Termination Notice and Pay: An employer must give an employee advance written notice, termination pay instead of notice, or a combination of both, if the employee has been working continuously for three months or more and his or her job is terminated. The amount of notice or pay depends on how long the employee has been working for the employer and the number of employees being terminated in a 4-week period.
Note: There are other ESA rights not covered in this brochure, and not all employees qualify for all ESA rights. Contact the Ministry of Labour for details.
Employees cannot be punished for claiming their rights
Employers cannot intimidate, fire, suspend, or otherwise punish an employee, or threaten any of these actions because the employee asks for, or asks about, their ESA rights. If this happens, contact the Ministry of Labour.
The Ministry of Labour can help
If an employee thinks that an employer is not following the ESA, he or she can contact the Ministry of Labour for help. Employment Standards Officers can inspect workplaces and look into possible violations of the ESA.
Employers can be ordered to pay the wages that are owing to employees; give an employee back their job; follow the rules of the ESA, and/or compensate an employee.

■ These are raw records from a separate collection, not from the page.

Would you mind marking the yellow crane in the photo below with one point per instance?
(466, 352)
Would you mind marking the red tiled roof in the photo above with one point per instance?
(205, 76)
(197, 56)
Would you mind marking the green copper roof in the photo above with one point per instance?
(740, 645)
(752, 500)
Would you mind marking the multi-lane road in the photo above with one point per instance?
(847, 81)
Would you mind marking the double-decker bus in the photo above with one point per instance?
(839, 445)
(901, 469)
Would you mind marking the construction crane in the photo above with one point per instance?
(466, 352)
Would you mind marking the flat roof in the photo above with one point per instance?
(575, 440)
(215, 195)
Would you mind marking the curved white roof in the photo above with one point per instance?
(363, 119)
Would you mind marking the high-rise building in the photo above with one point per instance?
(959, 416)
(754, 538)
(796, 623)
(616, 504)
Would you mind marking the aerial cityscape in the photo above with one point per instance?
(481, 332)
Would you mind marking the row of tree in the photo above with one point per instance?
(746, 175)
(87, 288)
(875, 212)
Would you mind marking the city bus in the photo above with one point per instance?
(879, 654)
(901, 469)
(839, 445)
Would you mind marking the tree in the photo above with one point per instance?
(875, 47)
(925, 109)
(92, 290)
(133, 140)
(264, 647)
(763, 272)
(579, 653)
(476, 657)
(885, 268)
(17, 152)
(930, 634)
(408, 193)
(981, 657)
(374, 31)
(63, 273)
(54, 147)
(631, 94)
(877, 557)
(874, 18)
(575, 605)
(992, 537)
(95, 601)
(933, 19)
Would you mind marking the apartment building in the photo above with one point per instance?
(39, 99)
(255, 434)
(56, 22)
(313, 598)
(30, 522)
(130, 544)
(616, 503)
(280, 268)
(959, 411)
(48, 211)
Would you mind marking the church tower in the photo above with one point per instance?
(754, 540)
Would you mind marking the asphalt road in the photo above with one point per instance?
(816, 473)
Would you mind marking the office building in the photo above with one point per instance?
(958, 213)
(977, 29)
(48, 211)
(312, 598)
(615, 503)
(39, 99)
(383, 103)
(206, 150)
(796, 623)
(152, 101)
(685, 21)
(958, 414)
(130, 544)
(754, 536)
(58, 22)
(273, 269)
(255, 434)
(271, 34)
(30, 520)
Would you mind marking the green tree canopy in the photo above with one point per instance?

The Ministry of Labour can also charge an employer with an offence, including a ticket. If convicted, employers may be fined or sent to jail.
Note: Unionized employees should speak with their union representative before contacting the Ministry of Labour if they believe that their rights have been violated.
Filing a claim
There is no cost to filing a claim and an employer cannot punish an employee for filing a claim.
A claim is a written explanation of an employee’s complaint, which also has important information about the employee, the job and the employer.
Three steps to filing a claim:
1) Contact the Ministry of Labour as soon as possible.
If you believe your rights have been violated you should try to resolve the matter first with your employer. You can get a Self Help Kit from the Ministry of Labour that contains a form letter that you can send to your employer. The Self Help Kit can be accessed at ServiceOntario Centres and on the Ministry of Labour website.
2) If you are unable to resolve the matter with your employer, fill out a claim form.
Claim forms are available at ServiceOntario Centres and on the Ministry of Labour website.
3) File the claim form.
Call the Employment Standards Information Centre for information on where to file your claim.
Once a claim is filed, ministry staff will try to help solve the problem between the employee and employer. If the issue cannot be settled, an investigation may begin. Claims are investigated as quickly as possible. The time it takes to complete the process varies.
How to contact the Ministry of Labour
Call the Employment Standards Information Centre at 416-326-7160, 1-800-531-5551 (toll free), or 1-866-567-8893 for Hearing Impaired TTY. If you do not speak English or French, please find someone who does and have them with you when you call.
Visit the Employment Standards section of the Ministry of Labour website: www.labour.gov.on.ca to access online publications that provide more detailed information on the basic rights that are protected by the ESA.
Other important contacts
• Ontario Human Rights Commission: 1-800-387-9080 (toll free)
• Workplace Safety and Insurance Board: 1-800-387-0750 (toll free)
• Human Resources and Social Development Canada – Employment Insurance General Inquiries:
1-800-206-7218 (toll free)
This information is provided as a public service. Although we endeavour to ensure that the information is as current and accurate as possible, errors do occasionally occur. Therefore, we cannot guarantee the accuracy of the information. Readers should, where possible, verify the information before acting on it.